Empat Petugas KPPS di Sumsel Meninggal, 1 Masih Kritis

Kompas.com - 22/04/2019, 22:49 WIB
Suasana penghitungan suara Presiden dan calon wakil Presiden di TPS 058 RT 045 RW 010 Kelurahan 8 Ilir, Kecamatan Ilir Timur II Palembang, Rabu (17/4/2019).KOMPAS.com/AJI YK PUTRA Suasana penghitungan suara Presiden dan calon wakil Presiden di TPS 058 RT 045 RW 010 Kelurahan 8 Ilir, Kecamatan Ilir Timur II Palembang, Rabu (17/4/2019).

 

PALEMBANG, KOMPAS.com - Jumlah petugas KPPS yang meninggal di Sumatera Selatan bertambah menjadi empat orang, setelah dua petugas lagi dilaporkan meninggal akibat kelelahan. 

Sebelumnya, Komisi Pemilihan Umum (KPU) Sumatera Selatan mendapatkan dua laporan petugas KPPS meninggal, yakni Fachrul (50) di TPS 02 OKU dan Tuti Handayani di TPS Desak Suka Mulya OKI. 

Namun, Senin (22/4/2019) sore, laporan kembali mereka terima atas nama Untung Imansyah dari Kabupaten Banyuasin dan Syarifudin TPS 06 Desa Anyar, Orang Komering Ulu (OKU), Timur.

Baca juga: Anggota KPPS di Magetan Meninggal Saat Bantu Rekap di Kecamatan

"Total sudah ada empat petugas KPPS meninggal, laporannya baru diterima sore ini," kata angggota KPU Sumsel Divisi Hukum dan Pengawasan Hepriadi saat dikonfirmasi melalui telepon, Senin (22/4/2019). 
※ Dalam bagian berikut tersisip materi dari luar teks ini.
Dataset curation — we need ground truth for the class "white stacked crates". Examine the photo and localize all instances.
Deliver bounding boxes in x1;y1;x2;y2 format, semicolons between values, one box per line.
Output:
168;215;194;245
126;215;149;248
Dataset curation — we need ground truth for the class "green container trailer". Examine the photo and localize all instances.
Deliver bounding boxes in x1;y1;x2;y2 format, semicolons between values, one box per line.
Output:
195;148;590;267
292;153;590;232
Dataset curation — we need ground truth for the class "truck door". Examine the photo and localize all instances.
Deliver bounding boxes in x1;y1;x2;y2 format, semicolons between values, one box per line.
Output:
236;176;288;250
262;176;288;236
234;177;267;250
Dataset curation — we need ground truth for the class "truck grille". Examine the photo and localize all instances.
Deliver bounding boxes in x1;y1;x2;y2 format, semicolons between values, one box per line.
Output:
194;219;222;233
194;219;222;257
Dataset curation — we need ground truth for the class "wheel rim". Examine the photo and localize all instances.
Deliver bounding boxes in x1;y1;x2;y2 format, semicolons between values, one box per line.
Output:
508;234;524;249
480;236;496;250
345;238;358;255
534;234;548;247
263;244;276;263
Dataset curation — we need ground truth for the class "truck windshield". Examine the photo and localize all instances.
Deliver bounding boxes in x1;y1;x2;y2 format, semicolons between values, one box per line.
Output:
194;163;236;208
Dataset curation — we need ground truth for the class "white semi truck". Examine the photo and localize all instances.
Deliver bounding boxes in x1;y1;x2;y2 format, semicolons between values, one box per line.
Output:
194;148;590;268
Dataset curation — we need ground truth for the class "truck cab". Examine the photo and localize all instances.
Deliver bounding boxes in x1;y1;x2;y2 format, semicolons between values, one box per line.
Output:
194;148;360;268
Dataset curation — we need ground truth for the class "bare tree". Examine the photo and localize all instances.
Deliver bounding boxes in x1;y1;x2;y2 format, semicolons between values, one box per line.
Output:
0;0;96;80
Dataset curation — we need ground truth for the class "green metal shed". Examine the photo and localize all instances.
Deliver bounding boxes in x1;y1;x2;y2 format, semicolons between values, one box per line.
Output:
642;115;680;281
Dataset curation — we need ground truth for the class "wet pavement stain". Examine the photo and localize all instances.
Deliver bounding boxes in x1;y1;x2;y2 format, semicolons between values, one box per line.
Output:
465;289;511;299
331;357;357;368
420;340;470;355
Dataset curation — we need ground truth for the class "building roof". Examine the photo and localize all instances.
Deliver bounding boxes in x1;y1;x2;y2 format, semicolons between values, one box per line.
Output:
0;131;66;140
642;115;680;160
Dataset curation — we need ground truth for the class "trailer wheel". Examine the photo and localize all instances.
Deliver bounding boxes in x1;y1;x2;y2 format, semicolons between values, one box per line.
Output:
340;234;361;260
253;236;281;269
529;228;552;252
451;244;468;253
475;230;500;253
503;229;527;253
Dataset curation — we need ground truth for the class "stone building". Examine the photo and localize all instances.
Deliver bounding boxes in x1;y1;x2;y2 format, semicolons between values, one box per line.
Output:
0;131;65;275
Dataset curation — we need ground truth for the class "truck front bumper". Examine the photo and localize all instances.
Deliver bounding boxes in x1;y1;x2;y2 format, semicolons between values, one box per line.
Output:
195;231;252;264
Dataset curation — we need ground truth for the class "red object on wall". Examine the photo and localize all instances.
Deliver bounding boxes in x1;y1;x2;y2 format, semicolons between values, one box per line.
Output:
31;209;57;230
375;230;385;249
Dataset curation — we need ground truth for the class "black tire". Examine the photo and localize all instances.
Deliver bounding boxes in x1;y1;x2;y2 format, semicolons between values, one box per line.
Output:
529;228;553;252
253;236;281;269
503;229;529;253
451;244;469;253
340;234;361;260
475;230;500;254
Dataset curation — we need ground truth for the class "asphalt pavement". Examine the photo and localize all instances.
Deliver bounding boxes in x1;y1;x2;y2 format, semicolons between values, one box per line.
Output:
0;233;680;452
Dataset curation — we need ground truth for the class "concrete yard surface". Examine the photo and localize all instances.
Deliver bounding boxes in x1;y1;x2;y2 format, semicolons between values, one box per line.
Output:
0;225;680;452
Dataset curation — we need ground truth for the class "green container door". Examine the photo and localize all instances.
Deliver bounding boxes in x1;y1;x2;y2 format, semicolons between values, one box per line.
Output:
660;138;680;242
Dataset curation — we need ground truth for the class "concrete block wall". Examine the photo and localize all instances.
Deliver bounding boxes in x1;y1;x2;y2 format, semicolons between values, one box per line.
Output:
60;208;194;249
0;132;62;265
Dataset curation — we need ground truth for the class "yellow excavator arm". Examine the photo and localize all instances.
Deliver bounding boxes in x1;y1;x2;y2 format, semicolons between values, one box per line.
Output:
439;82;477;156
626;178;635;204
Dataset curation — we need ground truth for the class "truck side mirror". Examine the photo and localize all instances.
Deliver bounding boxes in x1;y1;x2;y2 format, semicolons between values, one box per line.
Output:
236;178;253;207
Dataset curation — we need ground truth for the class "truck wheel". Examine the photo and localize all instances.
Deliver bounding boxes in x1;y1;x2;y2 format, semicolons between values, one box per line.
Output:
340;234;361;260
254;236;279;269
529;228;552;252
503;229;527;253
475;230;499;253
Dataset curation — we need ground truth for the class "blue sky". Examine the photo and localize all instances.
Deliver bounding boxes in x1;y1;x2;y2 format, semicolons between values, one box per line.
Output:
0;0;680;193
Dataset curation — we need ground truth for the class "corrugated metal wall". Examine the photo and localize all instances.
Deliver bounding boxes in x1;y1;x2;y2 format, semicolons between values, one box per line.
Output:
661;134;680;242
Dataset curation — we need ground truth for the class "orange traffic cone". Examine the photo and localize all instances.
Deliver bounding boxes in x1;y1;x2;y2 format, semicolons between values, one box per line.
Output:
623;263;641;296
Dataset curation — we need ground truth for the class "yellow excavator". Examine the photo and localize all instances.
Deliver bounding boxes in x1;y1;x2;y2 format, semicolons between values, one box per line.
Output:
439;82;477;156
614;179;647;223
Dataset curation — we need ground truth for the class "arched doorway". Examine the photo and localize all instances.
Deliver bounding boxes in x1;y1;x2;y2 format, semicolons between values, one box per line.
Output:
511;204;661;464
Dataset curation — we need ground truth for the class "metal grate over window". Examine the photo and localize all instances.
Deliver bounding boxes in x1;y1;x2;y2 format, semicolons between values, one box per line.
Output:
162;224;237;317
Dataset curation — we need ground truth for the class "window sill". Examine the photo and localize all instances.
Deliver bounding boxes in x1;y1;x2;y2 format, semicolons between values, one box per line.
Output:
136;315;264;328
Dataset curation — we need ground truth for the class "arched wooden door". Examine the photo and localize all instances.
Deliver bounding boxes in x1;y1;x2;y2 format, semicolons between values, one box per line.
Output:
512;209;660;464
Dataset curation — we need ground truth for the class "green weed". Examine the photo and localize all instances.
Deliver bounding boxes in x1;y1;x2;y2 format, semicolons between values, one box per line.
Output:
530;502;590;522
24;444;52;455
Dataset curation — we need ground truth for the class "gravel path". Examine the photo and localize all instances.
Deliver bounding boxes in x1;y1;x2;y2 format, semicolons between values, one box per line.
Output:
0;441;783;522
Selain empat orang telah dinyatakan meninggal, dua petugas KPPS yang berada di Kabupaten Lubuk Linggau dan OKU Timur masih menjalani perawatan di rumah sakit akibat kelelahan dan satu lagi dalam keadaan kritis.  

"Untuk yang kritis itu petugas KPPS di Lahat. Sementara yang di Lubuk Linggau mengalami pecah pembuluh darah,"ujar Hepriadi. 

Hepriadi melanjutkan, para petugas KPPS itu sebelumnya dalam keadaan baik sehingga bisa menjalankan tugas. Namun, karena kelelahan, satu per satu petugas KPPS akhirnya tumbang. 

"Riwayat sakit tidak ada, semuanya dalam keadaan baik, sesuai surat kesehatan yang mereka berikan saat mendaftar.Tapi memang mereka kelelahan," kata dia. 

Baca juga: Diduga Kelelahan Ikut Rekapitulasi, Seorang Ketua KPPS di Maluku Meninggal

Sebelumnya, dua petugas KPPS di Kabupaten Ogan Komering Ulu (OKU) dan Ogan Komering Ilir (OKI) dinyatakan meninggal akibat Kelelahan usai menghitung surat suara pemilu 2019. 

Dua petugas KPPS tersebut yakni Fachrul (50) di TPS 02 OKU dan Tuti Handayani di TPS Desak Suka Mulya, OKI. 

Hepriadi membenarkan kabar tersebut. Kedua petugas KPPS itu, menurutnya, meninggal pada Kamis (18/4/2019) lalu, satu hari setelah pencoblosan.